# Physics for martial arts students

Right after the kickboxing class, I saw one of classmate and friend of mine trying to solve a physics exercise. I studied physics in high school, and I had a exam in college; it was long time ago and even at that time I wasn’t very strong in the matter (and I used to soothe myself (or to fool myself?) quoting Linus Torvalds “While in physics you’re supposed to figure out how the world is made up, in computer science you create the world.” But that’s a different story), but I decided that I could help, after all it didn’t sound too difficult.

### The problem

The problem required finding the final velocity (rounded at one decimal digit), $v_f$ of a ball thrown down from a 40 meters tall tower with a initial velocity, $v_0$, of 12 m/s. The exercise book was providing also the solution: 30.5 m/s.

### The solution

It is very likely that in the very first pages of any physics textbook there is a direct formula to solve the problem with the given data, but, as I mentioned before, I knew little and I remember less; it took around 40 minutes, but we found the solution.
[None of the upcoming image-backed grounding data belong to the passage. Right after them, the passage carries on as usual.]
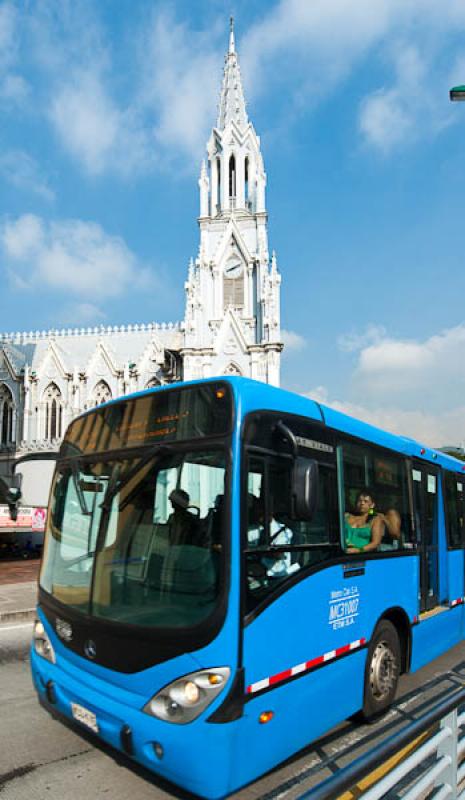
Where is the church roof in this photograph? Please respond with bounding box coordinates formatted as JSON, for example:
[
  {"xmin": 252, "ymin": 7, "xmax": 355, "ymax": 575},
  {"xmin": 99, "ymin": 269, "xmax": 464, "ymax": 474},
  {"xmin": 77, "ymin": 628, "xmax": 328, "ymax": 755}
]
[
  {"xmin": 0, "ymin": 323, "xmax": 183, "ymax": 374},
  {"xmin": 2, "ymin": 343, "xmax": 30, "ymax": 372},
  {"xmin": 217, "ymin": 18, "xmax": 248, "ymax": 131}
]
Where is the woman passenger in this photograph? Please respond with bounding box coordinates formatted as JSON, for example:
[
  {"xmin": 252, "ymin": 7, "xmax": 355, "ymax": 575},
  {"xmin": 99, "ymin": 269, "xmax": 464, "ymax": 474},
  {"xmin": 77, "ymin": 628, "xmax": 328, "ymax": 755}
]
[{"xmin": 345, "ymin": 489, "xmax": 384, "ymax": 554}]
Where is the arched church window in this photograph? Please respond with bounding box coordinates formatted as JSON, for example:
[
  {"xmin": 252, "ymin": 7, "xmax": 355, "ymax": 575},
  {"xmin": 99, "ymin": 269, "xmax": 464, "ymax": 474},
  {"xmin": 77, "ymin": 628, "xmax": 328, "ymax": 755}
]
[
  {"xmin": 229, "ymin": 155, "xmax": 236, "ymax": 206},
  {"xmin": 223, "ymin": 257, "xmax": 244, "ymax": 311},
  {"xmin": 50, "ymin": 399, "xmax": 57, "ymax": 440},
  {"xmin": 0, "ymin": 384, "xmax": 14, "ymax": 445},
  {"xmin": 92, "ymin": 380, "xmax": 112, "ymax": 406},
  {"xmin": 244, "ymin": 156, "xmax": 249, "ymax": 207},
  {"xmin": 217, "ymin": 157, "xmax": 221, "ymax": 211},
  {"xmin": 43, "ymin": 383, "xmax": 63, "ymax": 441}
]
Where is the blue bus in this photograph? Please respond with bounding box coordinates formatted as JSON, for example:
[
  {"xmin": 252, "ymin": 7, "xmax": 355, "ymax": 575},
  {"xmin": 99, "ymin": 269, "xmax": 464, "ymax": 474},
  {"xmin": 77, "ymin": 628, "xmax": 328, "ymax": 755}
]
[{"xmin": 31, "ymin": 377, "xmax": 465, "ymax": 798}]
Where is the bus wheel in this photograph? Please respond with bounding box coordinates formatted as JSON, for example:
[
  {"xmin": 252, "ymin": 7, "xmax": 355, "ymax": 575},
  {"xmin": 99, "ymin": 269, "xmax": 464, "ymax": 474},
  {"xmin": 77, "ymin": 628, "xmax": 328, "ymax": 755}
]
[{"xmin": 362, "ymin": 620, "xmax": 400, "ymax": 720}]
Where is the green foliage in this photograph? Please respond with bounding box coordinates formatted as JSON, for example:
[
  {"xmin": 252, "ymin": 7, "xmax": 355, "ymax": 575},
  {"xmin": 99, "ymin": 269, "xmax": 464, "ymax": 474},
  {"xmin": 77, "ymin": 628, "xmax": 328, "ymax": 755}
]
[{"xmin": 440, "ymin": 447, "xmax": 465, "ymax": 462}]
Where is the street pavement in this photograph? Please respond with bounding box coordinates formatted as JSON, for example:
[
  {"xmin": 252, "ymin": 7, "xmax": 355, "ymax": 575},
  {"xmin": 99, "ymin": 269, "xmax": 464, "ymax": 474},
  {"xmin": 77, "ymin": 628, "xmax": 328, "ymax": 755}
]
[{"xmin": 0, "ymin": 558, "xmax": 39, "ymax": 624}]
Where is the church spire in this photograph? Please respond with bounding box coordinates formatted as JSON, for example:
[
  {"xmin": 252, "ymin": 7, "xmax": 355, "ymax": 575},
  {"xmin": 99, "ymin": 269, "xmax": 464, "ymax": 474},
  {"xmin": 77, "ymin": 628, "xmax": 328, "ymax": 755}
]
[
  {"xmin": 217, "ymin": 18, "xmax": 248, "ymax": 131},
  {"xmin": 229, "ymin": 15, "xmax": 235, "ymax": 54},
  {"xmin": 184, "ymin": 17, "xmax": 282, "ymax": 387}
]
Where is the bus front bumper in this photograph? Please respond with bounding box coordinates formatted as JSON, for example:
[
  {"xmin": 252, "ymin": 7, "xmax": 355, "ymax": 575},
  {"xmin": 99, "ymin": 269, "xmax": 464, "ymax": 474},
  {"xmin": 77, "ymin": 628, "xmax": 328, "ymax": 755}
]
[{"xmin": 31, "ymin": 648, "xmax": 237, "ymax": 800}]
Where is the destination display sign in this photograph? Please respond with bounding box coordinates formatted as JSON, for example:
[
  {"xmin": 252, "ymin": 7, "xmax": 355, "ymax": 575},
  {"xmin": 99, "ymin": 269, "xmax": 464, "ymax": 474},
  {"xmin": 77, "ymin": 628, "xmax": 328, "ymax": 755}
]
[
  {"xmin": 374, "ymin": 456, "xmax": 400, "ymax": 487},
  {"xmin": 61, "ymin": 383, "xmax": 232, "ymax": 456}
]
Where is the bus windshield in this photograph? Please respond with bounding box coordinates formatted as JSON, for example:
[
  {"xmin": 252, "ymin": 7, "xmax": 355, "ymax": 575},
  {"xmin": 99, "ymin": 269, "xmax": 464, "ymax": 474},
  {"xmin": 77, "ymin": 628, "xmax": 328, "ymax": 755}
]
[
  {"xmin": 40, "ymin": 447, "xmax": 227, "ymax": 628},
  {"xmin": 39, "ymin": 383, "xmax": 232, "ymax": 630}
]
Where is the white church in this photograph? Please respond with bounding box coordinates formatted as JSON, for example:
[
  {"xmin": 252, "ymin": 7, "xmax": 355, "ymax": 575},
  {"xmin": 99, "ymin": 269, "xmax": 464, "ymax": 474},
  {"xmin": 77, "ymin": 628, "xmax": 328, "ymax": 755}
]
[{"xmin": 0, "ymin": 22, "xmax": 283, "ymax": 492}]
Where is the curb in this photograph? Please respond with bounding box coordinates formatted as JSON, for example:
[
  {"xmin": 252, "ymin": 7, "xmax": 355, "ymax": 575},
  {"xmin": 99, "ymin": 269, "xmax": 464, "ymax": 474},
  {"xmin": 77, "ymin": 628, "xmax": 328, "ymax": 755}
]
[{"xmin": 0, "ymin": 608, "xmax": 36, "ymax": 624}]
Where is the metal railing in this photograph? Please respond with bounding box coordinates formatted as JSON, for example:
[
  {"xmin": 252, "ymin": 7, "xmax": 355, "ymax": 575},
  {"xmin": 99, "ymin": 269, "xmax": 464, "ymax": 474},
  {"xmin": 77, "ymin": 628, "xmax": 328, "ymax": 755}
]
[{"xmin": 299, "ymin": 688, "xmax": 465, "ymax": 800}]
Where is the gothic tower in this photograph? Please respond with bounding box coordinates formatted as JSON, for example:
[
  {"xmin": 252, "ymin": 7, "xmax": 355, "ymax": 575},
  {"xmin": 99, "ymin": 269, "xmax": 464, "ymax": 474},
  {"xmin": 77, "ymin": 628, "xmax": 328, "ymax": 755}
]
[{"xmin": 182, "ymin": 20, "xmax": 283, "ymax": 385}]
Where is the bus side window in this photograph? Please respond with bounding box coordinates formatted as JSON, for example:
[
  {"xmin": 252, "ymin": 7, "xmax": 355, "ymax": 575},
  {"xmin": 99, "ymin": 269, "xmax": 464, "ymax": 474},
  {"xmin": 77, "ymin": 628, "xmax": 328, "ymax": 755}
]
[
  {"xmin": 244, "ymin": 452, "xmax": 339, "ymax": 613},
  {"xmin": 338, "ymin": 440, "xmax": 412, "ymax": 553},
  {"xmin": 445, "ymin": 473, "xmax": 464, "ymax": 548},
  {"xmin": 290, "ymin": 465, "xmax": 338, "ymax": 565}
]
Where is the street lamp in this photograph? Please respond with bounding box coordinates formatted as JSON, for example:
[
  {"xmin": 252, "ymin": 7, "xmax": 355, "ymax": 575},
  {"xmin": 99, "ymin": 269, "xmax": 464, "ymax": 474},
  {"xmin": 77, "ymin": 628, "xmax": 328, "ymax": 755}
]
[
  {"xmin": 450, "ymin": 85, "xmax": 465, "ymax": 101},
  {"xmin": 449, "ymin": 84, "xmax": 465, "ymax": 456}
]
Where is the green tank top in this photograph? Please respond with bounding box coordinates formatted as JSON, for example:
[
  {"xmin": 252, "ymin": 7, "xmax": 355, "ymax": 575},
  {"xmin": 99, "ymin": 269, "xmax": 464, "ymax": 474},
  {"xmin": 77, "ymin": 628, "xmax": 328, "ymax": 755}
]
[{"xmin": 344, "ymin": 516, "xmax": 372, "ymax": 549}]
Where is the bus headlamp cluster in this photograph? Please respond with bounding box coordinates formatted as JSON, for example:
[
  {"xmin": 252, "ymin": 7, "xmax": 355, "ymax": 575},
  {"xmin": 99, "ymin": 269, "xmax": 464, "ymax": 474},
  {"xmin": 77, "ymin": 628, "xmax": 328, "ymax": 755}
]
[
  {"xmin": 143, "ymin": 668, "xmax": 230, "ymax": 724},
  {"xmin": 33, "ymin": 620, "xmax": 56, "ymax": 664}
]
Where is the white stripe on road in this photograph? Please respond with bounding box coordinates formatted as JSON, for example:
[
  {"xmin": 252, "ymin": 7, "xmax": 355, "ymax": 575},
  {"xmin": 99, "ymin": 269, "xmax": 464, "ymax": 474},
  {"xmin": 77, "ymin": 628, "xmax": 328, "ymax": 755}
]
[{"xmin": 0, "ymin": 622, "xmax": 33, "ymax": 632}]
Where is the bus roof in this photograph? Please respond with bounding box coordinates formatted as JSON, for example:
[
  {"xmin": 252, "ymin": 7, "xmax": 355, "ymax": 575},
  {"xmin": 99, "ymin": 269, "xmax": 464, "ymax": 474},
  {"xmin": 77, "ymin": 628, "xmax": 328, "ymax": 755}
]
[
  {"xmin": 228, "ymin": 377, "xmax": 464, "ymax": 473},
  {"xmin": 82, "ymin": 376, "xmax": 465, "ymax": 474}
]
The first step was to write down a formula to determine the final velocity, intuitively it should be given by the sum of the initial velocity and how it changed during the fall; something like the following formula should do the job:

$v_f = v_0 + g\cdot t$     (1)

where $g$ is the gravitational acceleration (9.8 m/s), and $t$ is the time taken for the ball to hit the ground. It looks reasonable, but we didn’t know yet how long it took for the ball to hit the ground, in other words there are two unknown in the above formula: the final velocity, $v_f$ and the duration of the motion $t$.
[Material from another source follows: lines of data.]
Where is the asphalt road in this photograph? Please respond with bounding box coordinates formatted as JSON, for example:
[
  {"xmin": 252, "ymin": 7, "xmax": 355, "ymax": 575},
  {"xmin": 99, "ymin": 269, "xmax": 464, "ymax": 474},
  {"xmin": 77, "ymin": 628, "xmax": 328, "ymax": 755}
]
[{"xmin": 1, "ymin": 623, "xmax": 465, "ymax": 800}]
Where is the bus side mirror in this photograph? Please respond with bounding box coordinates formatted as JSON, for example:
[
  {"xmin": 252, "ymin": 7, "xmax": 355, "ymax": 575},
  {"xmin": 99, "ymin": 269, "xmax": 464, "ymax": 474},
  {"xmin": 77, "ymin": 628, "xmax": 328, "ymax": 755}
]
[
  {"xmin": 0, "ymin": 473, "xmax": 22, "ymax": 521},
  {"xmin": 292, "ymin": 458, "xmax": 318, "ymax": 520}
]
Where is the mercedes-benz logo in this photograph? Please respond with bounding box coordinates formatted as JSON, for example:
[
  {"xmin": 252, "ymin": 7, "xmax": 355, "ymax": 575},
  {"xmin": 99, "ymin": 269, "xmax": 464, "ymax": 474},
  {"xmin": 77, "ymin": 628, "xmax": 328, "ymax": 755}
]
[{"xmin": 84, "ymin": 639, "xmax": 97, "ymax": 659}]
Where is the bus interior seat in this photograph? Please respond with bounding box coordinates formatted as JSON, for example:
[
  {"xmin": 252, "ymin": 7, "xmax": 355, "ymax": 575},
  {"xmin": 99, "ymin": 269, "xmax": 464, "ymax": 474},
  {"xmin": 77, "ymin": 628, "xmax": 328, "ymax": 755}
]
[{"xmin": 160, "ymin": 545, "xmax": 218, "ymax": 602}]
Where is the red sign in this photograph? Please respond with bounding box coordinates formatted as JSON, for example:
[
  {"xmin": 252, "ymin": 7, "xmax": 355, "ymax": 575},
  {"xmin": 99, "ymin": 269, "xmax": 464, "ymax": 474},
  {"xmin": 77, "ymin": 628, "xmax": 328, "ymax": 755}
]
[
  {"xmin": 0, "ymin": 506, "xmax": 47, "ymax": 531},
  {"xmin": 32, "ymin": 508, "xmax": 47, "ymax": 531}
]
We didn’t know the time taken $t$ and we didn’t use the information regarding the height of the tower (or in other words the distance covered during the motion); it sounded like a good idea determining $t$ using another formula that uses the distance covered $d$; we knew that the average speed is computed as the distance covered divided by the time taken to cover the same distance:

$v_{avg} = \frac{d}{t}$     (2).

With some simple arithmetic we can obtain the time taken as:

$t = \frac{d}{v_{avg}}$     (3).

Did we know the average velocity? We didn’t! Since the acceleration (we didn’t forget that it is the rate of change of velocity) in a free fall is constant, it looked reasonable to compute the average velocity as the sum of the initial and final velocities and divided it by two:

$v_{avg} = \frac{v_0 + v_f}{2}$     (4).

Using the formula (4) and (3) we obtained a new formula for determining the time taken:

$t = \frac{2\cdot d}{v_0 + v_f}$     (5).

Again two unknowns! But we were lucky the are the same two unknowns seen in (1), this means that we can combine (1) and (5) to get rid of one of them and determine the value of the other; so if we substitute $t$ in (1) with the left side of (5) we obtain:

$v_f = v_0 + g\cdot \frac{2\cdot d}{v_0 + v_f}$     (6).

And finally with a little bit of arithmetic we could compute the final velocity as in:

$v_f = \sqrt{v_0^2 + 2 \cdot d \cdot g}$     (7).

We know all the quantities in the left side of (7), let’s plug the numbers in:

$v_f = \sqrt{12^2 \: \frac{m^2}{s^2} + 2 \cdot 40\: m \cdot 9.8 \: \frac{m}{s^2}}= \sqrt{928 \: \frac{m^2}{s^2}} = 30.46 \: \frac{m}{s} \approx 30.5 \: \frac{m}{s}.$

Knock out! After “only” 40 minutes (of yelling and cursing) we obtained the correct solution with a reasonable enough procedure.